Anchorage, AK - World Wildlife Fund (WWF) Arctic Program Managing Director Margaret Williams issued the following statement today about the grounding of Royal Dutch Shell's drilling rig, Kulluk:
“This latest mishap by Royal Dutch Shell is a result of the race to drill in the pristine Arctic, and should be seen as a warning about the inherent risks and dangers of oil development in a harsh marine environment.
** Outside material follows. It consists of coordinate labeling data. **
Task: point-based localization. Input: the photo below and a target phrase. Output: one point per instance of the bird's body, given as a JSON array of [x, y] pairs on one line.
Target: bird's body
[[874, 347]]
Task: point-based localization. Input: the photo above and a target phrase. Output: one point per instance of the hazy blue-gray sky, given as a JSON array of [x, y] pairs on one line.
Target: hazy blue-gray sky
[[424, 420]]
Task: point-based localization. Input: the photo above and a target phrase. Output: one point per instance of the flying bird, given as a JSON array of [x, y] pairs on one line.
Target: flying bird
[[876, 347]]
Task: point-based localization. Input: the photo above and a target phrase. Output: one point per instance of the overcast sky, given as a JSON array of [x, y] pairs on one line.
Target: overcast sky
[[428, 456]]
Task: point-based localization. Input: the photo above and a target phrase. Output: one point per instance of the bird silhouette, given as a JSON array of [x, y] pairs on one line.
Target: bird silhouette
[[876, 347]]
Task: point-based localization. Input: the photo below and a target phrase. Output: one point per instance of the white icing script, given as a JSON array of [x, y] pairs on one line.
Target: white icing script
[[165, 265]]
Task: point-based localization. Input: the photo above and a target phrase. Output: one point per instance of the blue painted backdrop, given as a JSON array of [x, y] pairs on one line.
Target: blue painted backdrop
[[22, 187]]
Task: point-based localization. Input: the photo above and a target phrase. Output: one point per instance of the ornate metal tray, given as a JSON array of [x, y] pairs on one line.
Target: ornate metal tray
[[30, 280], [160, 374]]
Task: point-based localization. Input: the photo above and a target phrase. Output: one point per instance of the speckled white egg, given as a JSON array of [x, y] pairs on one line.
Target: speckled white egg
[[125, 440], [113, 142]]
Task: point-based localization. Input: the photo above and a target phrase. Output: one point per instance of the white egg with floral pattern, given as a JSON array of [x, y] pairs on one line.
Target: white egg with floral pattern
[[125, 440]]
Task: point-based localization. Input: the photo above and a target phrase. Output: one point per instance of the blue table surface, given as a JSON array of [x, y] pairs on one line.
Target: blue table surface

“As a harbinger of the challenges Alaska will face as Arctic industries grow, the Administration and Congress should use this incident as a somber warning to re-evaluate their previous approvals and eagerness to drill in America’s Arctic. That this latest incident occurred - despite significant investment by Shell to prepare for the difficulty of operating here - underscores the point that there’s no safe and easy way to exploit the Arctic.
“And this is just the latest in a series of setbacks for Shell, including the botched trial of its containment dome, the delay in readying its response barge, the onboard fire and near-grounding of one of its vessels in Dutch Harbor, and the numerous violations in pollution prevention discovered aboard its drillship, Noble Discoverer.
"The race to accelerate oil development in the Arctic is jeopardizing the lives and livelihoods of crew members on the Kulluk, US Coast Guard personnel, thousands of Alaska’s coastal residents, as well as rich wildlife populations and productive fisheries that feed millions.
“After promising to the US administration and the public that it was ready for all contingencies in the Arctic, Shell has demonstrated yet again that this is not the case, and the consequences for Alaska and the nation are huge.
“With the new year upon us, let’s hope 2013 ushers in a new era of environmental stewardship in the Arctic.”